My friend John W. rang early this morning to pick my brain (slim pickings there, I'd say) so we arranged for him to come round mid-morning for coffee and chat. The sun was shining when John arrived, although the wind was very strong. He went outside onto the patio while I prepared a drink John, to have a smoke in the sunshine.

When I brought the coffee, he commented about the fine specimen of moss growing on the soil of one of my plant pots and took me out to have a close look at it . He has great knowledge of botany and loves to take close-up detailed pictures, particularly using his microscopes, from which he often produces stereoscopic or 3d digital images. We then talked about lenses, since he knows so much about optics, and I got advice on using my extension tubes to increase magnification.

So when he had gone, I took the opportunity of trying out a 20mm extension tube with my 35mm lens to photograph the Furnaria hygrometrica which he had shown to me. It is one of the commonest water type mosses which grows on moist, shady, and damp soil. It can also be found on moist walls and the crevices of rocks and places where recent fires have taken place, such as bonfires. Apparently it thrives on bare and disturbed soil which is high in nitrogen.

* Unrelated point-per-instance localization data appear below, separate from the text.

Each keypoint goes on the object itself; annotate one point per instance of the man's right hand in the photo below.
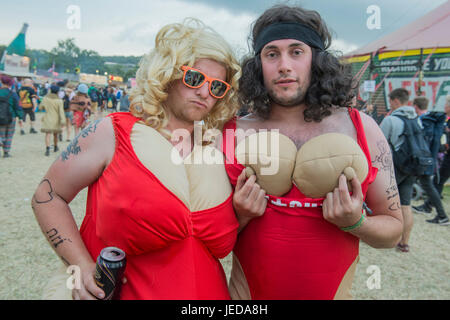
(89, 289)
(248, 200)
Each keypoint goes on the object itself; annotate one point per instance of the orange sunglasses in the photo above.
(194, 78)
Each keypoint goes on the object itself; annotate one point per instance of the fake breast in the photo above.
(314, 168)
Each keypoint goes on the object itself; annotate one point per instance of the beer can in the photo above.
(109, 271)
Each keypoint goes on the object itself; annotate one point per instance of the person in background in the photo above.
(80, 105)
(12, 101)
(124, 104)
(93, 95)
(67, 112)
(392, 128)
(434, 124)
(54, 118)
(420, 104)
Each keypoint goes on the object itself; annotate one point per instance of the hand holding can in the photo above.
(109, 271)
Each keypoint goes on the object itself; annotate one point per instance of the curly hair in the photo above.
(331, 82)
(177, 45)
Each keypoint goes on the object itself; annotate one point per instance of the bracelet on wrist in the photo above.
(356, 225)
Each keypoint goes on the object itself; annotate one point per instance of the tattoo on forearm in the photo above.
(47, 192)
(73, 147)
(384, 161)
(55, 238)
(65, 261)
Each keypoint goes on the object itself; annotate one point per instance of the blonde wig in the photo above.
(177, 45)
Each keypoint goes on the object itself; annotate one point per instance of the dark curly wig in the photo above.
(331, 83)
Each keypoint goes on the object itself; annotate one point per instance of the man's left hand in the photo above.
(341, 208)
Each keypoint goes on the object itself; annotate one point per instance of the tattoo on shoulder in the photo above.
(384, 160)
(47, 193)
(73, 147)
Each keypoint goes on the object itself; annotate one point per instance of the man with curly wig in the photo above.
(145, 196)
(295, 244)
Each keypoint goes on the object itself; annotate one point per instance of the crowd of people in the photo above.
(294, 233)
(65, 105)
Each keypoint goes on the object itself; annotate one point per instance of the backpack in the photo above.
(413, 157)
(5, 111)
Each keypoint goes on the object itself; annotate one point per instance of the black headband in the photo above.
(288, 30)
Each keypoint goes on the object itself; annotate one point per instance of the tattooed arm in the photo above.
(382, 229)
(79, 166)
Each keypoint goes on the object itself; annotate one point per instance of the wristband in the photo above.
(356, 225)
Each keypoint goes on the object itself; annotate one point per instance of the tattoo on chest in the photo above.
(73, 147)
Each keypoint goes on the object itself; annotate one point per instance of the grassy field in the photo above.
(27, 261)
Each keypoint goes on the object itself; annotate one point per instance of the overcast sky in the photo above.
(128, 27)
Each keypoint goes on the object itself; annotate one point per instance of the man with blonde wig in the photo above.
(146, 194)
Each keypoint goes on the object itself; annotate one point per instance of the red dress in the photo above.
(292, 252)
(172, 253)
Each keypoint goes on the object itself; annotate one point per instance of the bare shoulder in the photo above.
(99, 134)
(84, 160)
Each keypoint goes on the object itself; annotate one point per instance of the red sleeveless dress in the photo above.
(172, 253)
(292, 252)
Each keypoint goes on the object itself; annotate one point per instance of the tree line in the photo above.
(67, 57)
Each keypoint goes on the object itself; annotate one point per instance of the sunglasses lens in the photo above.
(218, 88)
(194, 78)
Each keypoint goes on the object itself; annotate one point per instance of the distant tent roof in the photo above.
(18, 46)
(429, 31)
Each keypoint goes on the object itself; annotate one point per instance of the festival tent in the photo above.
(415, 57)
(13, 61)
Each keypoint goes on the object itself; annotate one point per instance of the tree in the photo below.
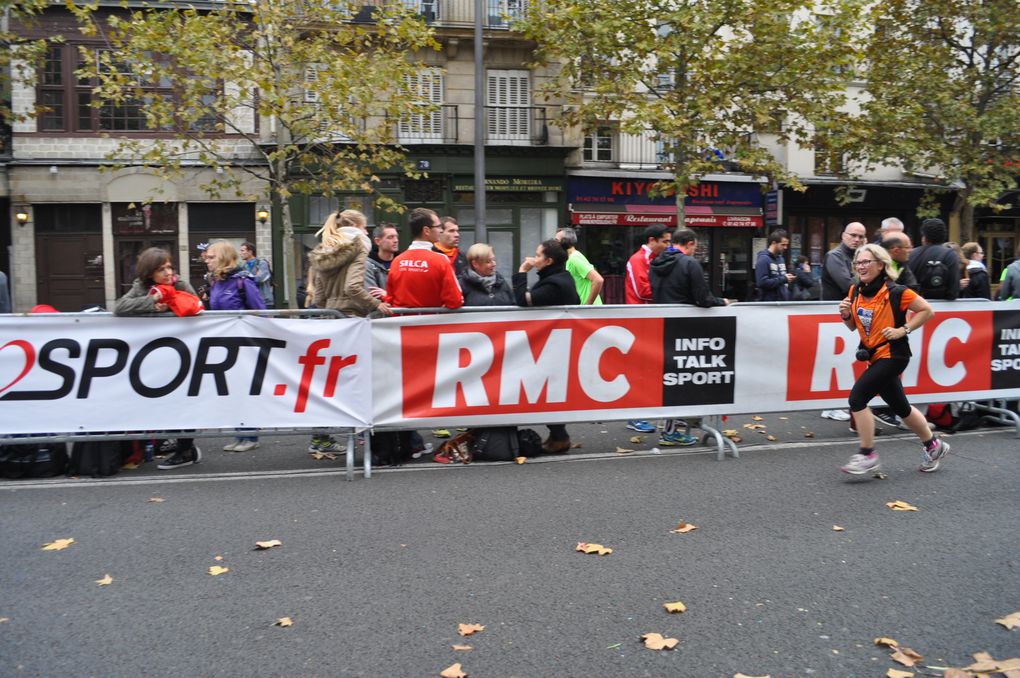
(700, 75)
(944, 98)
(293, 93)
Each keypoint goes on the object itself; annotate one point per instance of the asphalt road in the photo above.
(377, 574)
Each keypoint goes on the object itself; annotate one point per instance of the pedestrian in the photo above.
(638, 290)
(588, 280)
(980, 285)
(232, 288)
(837, 275)
(935, 266)
(676, 277)
(260, 269)
(155, 267)
(555, 288)
(386, 244)
(876, 307)
(480, 282)
(771, 276)
(337, 269)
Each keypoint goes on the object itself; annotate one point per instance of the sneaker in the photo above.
(860, 464)
(931, 459)
(676, 439)
(179, 459)
(888, 419)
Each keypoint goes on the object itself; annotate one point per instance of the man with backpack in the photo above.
(935, 266)
(260, 270)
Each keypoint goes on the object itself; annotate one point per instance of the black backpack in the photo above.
(933, 273)
(33, 461)
(98, 458)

The plant body is green, soft, and upright. The rhizoids present in this species are multi-cellular and branched. They have oblique septa. The main axis of the plant, which is upright, bears a set of spirally arranged, sessile leaves having a clearly distinguishable midrib ....... from Wiki

The little green head in focus at the bottom right of the picture is, I think, the sporophyte, the generation in the life cycle of the plant that produces spores. Each head is actually only 2mm in length and the plant rises to about 2 to 3 cms in height. John said that each of these contain about 5 million spores in each head! No wonder it is so successful.

The brown shape in focus at the top left is an old dead head, whose spores have probably already been distributed through the interesting geometric shapes at the bottom (you can see more clearly if you go larger). When Woodpeckers came home from work she thought I was blipping alfalfa shots. Now that is a good idea, eating sprouted seeds, as well as getting a blip at the same time, and without leaving the house!